When I first decided to get another set of professional photos taken (before Christmas), I immediately started to worry about getting leaner again. While I don’t think there’s anything wrong with wanting to look your best for photos like these, I know that my own tendency is to get annoyed at “having” to look a certain way in the fitness industry, and this makes me start out being really strict, but soon rebelling and going on the “anti-diet” and the “anti-program”. One part of me wants to look “better” and the other part says “why should you” –> that second part knows that I would only do it to pander to an image created by the industry.
The fact is, I need to accept, that I look pretty good the way I am and I should be proud to display the results of my hard work, as it appears 90% of the year. There are times I look leaner and times I don’t, so why put extra pressure on myself to be something I am not (90% of the time anyway). The only time I ever feel unhappy at how I look is when I compare myself to others!
About a month before the shoot, a friend of mine (who is also in the fitness industry) was giving me advice on how to prepare for bikini shots and started telling me to: diet down, get rid of water-weight, get a tan and …. make sure the photographer had a good grasp of Photoshop *brakes screech* Photoshop … as in I need someone who can airbrush??! :-/
Tempted? Yes! Very tempted. But when I saw the photos, I was amazed that I really didn’t see anything I would be ashamed to show the world (ok, except one thing … my over-developed back muscle sticking out of my bra top that made me look weird at certain angles LOL). I’ll be totally honest that the one thing I was most worried about was my lower body and cellulite being really horrible and then me feeling I need to remove the evidence on the photo, so I wouldn’t horrify people in the fitness industry. I became more worried that I’d give in to the temptation to look perfect, verses having cellulite! What a crazy, warped feeling!
Guess what? The photos all turned out amazing, without me feeling this way. I now think my mind has a different image of what I look like compared to what I actually look like! If you look at the “imperfections”, your mind magnifies them x 10! While I felt a bit uneasy seeing some of the photos, it was more to do with my facial expressions and odd body poses that made me cringe (I am not a natural model and the great photos were down to the photographer’s direction IMO).
When I see something I don’t like, I do have thoughts about getting them “fixed” and it is a battle I fight inside. Can it be justified, since after all, I choose not to show all the unflattering poses, or ones with lighting issues. Where do you draw the line? I can’t judge anyone for getting themselves airbrushed, I don’t blame them at all for wanting to look perfect. What I blame is what makes us want to pretend we are perfect in the first place, when nobody is. It’s natural to want people to see you at your best, but how far can you go without losing yourself and becoming nothing short of a liar.

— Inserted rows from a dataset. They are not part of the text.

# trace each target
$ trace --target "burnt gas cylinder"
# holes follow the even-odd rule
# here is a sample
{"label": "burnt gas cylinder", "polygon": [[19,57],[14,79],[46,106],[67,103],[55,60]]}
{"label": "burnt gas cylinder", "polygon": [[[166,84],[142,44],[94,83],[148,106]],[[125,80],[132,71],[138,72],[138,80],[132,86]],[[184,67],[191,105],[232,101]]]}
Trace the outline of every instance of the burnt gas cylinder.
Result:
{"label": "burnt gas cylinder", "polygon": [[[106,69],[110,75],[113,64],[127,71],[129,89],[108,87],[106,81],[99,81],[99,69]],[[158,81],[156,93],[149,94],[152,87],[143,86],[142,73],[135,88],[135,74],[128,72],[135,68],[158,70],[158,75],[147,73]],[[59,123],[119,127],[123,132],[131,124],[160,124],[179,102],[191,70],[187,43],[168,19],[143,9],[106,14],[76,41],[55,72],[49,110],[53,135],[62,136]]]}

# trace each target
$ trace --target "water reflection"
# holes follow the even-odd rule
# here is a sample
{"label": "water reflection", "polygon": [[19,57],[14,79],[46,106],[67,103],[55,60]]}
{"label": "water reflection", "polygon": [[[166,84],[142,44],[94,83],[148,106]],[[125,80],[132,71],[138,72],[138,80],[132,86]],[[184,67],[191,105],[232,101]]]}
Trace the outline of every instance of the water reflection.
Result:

Here is a little taster of one of my favorites. This photo has had nothing done to it and is just raw. While I love the effects that the photography process does (making the colours more edgy or grainy and ready to put on a poster), I also love to show what the original looks like. This is me as I am, which should be enough, right?
How many of us nit-pick about the tiny little “imperfections” on our body that we fail to see the good stuff. For example, this next one… The first time I saw it, my eyes went right for the mid-section because I didn’t like it. But after wising myself up, I saw me smiling and enjoying the fact that I am there to represent me! And who knows, maybe in the process help reassure other women, who have exactly the same fears and body hang-ups as me, that we won’t all hide everything with the airbrush!
It’s easy to make a snap judgement that someone who is “in shape” is 100% comfortable about how they look. About 80% of the time, yes (in clothing), but how about those dreaded bikini moments, or when there’s a down-light? It’s important to remember never to compare yourself with how someone looks, because that is not where we get our self-worth from anyway – believe me, I know!
Why am I writing all of this? Because this was a moment in my life worth a little celebration. If anyone out there thinks that your body image issues go away once you lose fat, get fit or have the “ideal” body, you are wrong!
Body image is the domain of your mind and it is about self-love, self-acceptance, self-confidence and a little bit of a “screw the world” attitude!
I want to make a suggestion that we all try to feel good about how we wear our skin. It may be a temporary shell, but it has a beautiful purpose –> containing WHO we are! Look after it, love it and it will be a better home to your positive, inner self, who understands exactly the true source of your worth!